October 25th, 2004


The Patriarch of Baghdad

As I'm making the coffee, the radio is burbling about Iraq. It's not fully sinking in, but the reporter is making comments about some Arabic website forums where people are putting in their 2p about hostage taking. The reporter neglects to let us know where this forum is. Well, more or less everything exists in webworld, so it would be no surprise to find a site in which people were advocating coffee enemas as a viable solution for peace. As far as the reporter lets us know, some posters on the forum are advocating the extermination of Iraqi Christians. Well, I know it would not be hard to find sites on which supposed Christians advocated the extermination of Muslims [This blog looks, ermm...] So what?
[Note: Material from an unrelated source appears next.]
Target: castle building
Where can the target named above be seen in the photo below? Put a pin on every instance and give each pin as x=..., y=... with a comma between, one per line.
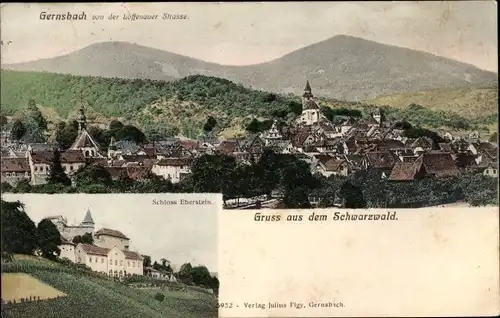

The identification of Christians with Western powers is a regrettable one, but it's not entirely mistaken. According to most surveys, Christians make (or is it made?) up around 3% of the Iraqi population. The majority of Christians are Chaldeans, with the remainder made up of various Orthodox, Oriental (Assyrian) and Catholic churches. The Chaldeans, like many Ukrainians in this respect, are Eastern Rite [eh?]. Whilst they maintain the form of Orthodox liturgy and teaching, they recognise the authority of the Pope. Unlike your Greek, Russian and so forth.

Whatever happened to the Patriarch, I wonder to myself? I can find plenty of information about the Chaldean Patriarch, Mgr Emmanuel Delly, who succeeded the previous Patriarch Raphael I Bidawid. But what happened to the non-Roman one? And, from here on in it all gets rather confusing. So there's the Holy Apostolic Catholic Assyrian Church of the East, which is the one I'd take to be the original, and then there's the Chaldean Catholics. As far as I see it, perhaps mistakenly, this wing developed from an internal schism over succession in the 16th century, the Chaldean Catholics siding with Rome, and two separate churches developing. Things seem to have been patched up to some extent recently. The head of the Assyrian Church of the East is His Holiness, Mar Kh'nanya Dinkha IV. I prefer the look of him to His Beatitude Mar Emmanuel III Delly, purely on the knee jerk basis he looks a bit less Roman.

[Okay, so that's not even mentioning the dreaded word Nestorian and if you're wondering who the Syrian Orthodox are, as opposed to the Assyrian, you can sort that out yourself...]

Anyway, what I was wondering about, before I got dragged into that ecumenical minefield, was this identification of Christians with foreign powers. Was this a recent development or had non-Islamic inhabitants always been seen in this way? I understand that both Jews and Christians had always been viewed with suspicion and far worse at a formal level of structure, but I don't know too much about the personal level. How did a Muslim view his Christian neighbour back in the 14th century? Indifference, anger, friendliness...? To what extent were/are these more indigenous expressions of Christianity tolerated over later missionaries or evangelists? Or maybe the difference isn't so apparent after all.

From where I stand, I find it very hard to reconcile my Orthodox faith with how Christianity is popularly expressed in American culture. I can't see the connection anymore. I can see the connection here. It might probably be a romantic view of history, but I don't see Christianity as being a religion solely of picket fences, although I have a soft spot for Plain-types like the Mennonites, Amish and similar . The current political situation, it seems, is only going to threaten the existence of the Church in its places of origin. Or will it? I'm just wondering...

I've no idea. I just know that I'm very uncomfortable with being manipulated [that word again] into the position of siding with the current US policy upon the basis of America somehow being the defender of the faith. Maybe if you're not Christian, this doesn't bother you much. When my faith is so enriched by the lives and works of so many who came from these countries that the eagle casts its eye towards. But a church exists and, rightly, soldiers stand before it and try to offer some protection. And bombs go off. And I wake up most days, trying to unfuzz my head with espresso, wondering just badly you can mismanage a situation before you're relieved of office. I just see a bunch of people doing those stupid football victory dances that involve swinging one's butt around like a monkey and shouting Bring it on. And I despair, because I don't even have the option of defecting to the Soviet Union or establishing a moon station or any other of those fantasy get-out clauses that were around in my youth. I'm stuck here within a history that is breaking my heart, but more importantly, breaking the lives of millions.

And why does nobody ever mention the Yezidis? What's happening there?

Such is the clarity of thought this Monday.